Discrete Disclination Dynamics in comparison to Discrete Dislocation Dynamics
Steffen Brinckmann (Max-Planck Institut Düsseldorf), Benjamin Reinholz (), Alexander Hartmaier (ICAMS, Ruhr-University Bochum), Peter Mullner (Boise State University)
Discrete Dislocation Plasticity
Tue 2:40 - 4:00
RI Hall 108
Magnetic shape memory alloys (MSMA) have a large potential for actuators and sensors. The shape memory transition relies on a diffusion-less phase transition between different low-temperature martensite variants. Achieving a high magnetic field induced strain requires an efficient microstructure and a thorough understanding of the mechanisms. Discrete Dislocation Dynamics is an established computational method in materials science.
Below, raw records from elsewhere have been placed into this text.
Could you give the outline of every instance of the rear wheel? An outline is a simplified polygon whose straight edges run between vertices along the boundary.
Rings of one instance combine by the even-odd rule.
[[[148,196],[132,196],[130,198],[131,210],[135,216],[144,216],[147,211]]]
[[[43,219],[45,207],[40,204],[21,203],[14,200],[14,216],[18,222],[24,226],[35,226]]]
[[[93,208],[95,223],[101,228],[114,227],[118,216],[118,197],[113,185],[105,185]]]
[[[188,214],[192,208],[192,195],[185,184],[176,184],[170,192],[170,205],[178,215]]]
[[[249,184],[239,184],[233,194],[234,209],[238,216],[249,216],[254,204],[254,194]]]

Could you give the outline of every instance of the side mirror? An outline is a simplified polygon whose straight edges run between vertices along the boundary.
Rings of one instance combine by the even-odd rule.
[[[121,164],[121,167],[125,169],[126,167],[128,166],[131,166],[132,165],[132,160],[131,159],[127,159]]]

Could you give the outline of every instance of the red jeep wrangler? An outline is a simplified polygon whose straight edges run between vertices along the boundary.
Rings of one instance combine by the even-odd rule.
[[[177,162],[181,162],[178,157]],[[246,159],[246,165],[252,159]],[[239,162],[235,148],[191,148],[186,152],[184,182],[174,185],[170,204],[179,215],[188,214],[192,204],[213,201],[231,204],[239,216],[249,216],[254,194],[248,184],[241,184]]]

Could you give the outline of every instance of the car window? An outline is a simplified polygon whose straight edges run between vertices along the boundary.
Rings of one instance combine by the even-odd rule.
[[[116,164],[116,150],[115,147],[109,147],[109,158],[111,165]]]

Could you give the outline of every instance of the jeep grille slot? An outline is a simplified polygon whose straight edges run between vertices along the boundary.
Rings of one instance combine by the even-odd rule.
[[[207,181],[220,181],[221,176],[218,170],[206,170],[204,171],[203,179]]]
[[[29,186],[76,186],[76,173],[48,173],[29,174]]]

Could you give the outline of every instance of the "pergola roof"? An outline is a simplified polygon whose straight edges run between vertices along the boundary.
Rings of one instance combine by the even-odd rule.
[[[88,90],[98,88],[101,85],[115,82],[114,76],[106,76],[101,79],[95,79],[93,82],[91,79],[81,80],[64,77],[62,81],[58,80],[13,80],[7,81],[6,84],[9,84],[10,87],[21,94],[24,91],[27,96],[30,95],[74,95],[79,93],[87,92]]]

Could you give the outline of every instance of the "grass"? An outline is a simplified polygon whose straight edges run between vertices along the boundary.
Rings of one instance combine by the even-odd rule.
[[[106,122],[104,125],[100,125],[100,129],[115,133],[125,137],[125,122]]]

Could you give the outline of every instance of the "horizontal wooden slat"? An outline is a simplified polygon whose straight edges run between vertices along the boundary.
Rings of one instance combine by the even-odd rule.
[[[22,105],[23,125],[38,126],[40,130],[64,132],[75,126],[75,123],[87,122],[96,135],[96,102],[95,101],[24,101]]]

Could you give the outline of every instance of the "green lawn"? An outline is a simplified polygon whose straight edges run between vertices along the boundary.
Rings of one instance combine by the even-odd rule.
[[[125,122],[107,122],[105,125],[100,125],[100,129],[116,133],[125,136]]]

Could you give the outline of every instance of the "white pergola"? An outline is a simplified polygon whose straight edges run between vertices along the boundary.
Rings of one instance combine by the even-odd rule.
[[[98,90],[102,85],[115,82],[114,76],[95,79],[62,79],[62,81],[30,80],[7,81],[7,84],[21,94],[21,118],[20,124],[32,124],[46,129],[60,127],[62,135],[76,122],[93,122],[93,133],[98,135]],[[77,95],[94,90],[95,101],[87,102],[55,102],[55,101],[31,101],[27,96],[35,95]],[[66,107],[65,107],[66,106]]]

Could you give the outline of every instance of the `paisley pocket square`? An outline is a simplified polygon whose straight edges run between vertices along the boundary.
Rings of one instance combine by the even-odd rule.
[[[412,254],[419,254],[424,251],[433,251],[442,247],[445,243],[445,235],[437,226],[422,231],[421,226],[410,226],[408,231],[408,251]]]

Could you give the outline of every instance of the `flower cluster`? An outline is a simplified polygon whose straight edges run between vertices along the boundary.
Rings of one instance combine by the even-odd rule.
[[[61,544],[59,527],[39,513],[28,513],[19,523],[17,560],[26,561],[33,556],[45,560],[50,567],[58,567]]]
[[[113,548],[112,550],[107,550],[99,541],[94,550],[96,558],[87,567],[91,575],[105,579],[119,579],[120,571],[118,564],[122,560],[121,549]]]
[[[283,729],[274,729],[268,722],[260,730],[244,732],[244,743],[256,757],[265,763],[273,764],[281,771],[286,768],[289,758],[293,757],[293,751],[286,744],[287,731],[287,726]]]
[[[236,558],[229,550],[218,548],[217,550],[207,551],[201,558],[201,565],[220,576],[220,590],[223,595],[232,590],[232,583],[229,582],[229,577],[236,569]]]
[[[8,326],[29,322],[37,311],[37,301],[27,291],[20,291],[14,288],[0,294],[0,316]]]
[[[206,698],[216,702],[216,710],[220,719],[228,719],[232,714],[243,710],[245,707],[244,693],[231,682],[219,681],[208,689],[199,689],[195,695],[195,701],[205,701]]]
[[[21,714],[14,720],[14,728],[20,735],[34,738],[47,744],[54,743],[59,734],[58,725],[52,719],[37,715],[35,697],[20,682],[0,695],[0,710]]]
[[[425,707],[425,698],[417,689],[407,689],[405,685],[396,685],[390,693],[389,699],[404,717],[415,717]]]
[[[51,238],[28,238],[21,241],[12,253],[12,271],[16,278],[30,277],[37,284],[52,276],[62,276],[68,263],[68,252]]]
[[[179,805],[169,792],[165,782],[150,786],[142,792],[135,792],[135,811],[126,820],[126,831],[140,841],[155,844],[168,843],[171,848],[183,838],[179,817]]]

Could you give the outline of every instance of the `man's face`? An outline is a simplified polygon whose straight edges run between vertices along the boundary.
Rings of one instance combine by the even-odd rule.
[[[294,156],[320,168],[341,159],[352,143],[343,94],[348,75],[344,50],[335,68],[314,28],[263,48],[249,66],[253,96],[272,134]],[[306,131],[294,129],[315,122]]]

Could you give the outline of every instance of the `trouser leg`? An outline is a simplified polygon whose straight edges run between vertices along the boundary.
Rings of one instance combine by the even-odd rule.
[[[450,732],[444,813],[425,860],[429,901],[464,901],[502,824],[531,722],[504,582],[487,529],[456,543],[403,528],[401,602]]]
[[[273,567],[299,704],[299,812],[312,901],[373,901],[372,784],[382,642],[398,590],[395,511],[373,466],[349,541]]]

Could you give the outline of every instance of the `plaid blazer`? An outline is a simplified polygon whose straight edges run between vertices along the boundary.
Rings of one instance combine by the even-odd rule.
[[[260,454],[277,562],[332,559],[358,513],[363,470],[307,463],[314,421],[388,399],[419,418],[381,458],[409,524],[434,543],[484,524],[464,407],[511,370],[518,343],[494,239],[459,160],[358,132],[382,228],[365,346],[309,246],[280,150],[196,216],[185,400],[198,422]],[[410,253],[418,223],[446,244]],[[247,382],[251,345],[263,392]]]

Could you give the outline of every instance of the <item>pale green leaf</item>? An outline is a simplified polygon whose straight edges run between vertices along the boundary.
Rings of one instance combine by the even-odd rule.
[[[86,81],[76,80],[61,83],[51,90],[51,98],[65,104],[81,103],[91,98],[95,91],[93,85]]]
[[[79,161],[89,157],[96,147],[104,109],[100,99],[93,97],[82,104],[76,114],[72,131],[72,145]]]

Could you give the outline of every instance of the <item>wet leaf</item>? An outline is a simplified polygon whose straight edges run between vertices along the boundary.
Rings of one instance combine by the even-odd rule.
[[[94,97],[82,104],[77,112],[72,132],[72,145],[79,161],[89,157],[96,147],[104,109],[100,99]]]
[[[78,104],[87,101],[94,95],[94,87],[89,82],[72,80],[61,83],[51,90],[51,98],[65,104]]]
This contribution focuses on a micromechanical Discrete Disclination Dynamics model of phase variant evolution in MSMA. Disclinations and dislocations share many similarities. Both entities can be described in two-dimensions by point objects that move in space and analytical expressions exist for stresses and displacements in infinite space for both objects. Moreover, the magnitude of both entities is characterized by a vector. The present presentation gives the theoretical background to disclination dynamics, the comparison of dislocations and disclinations, and this contribution introduces an analytical-numerical framework to eliminate the artificial stresses in quasi-periodic microstructures. Moreover, that approach can be used to study a wide variety of boundary conditions and for arbitrary shaped domains.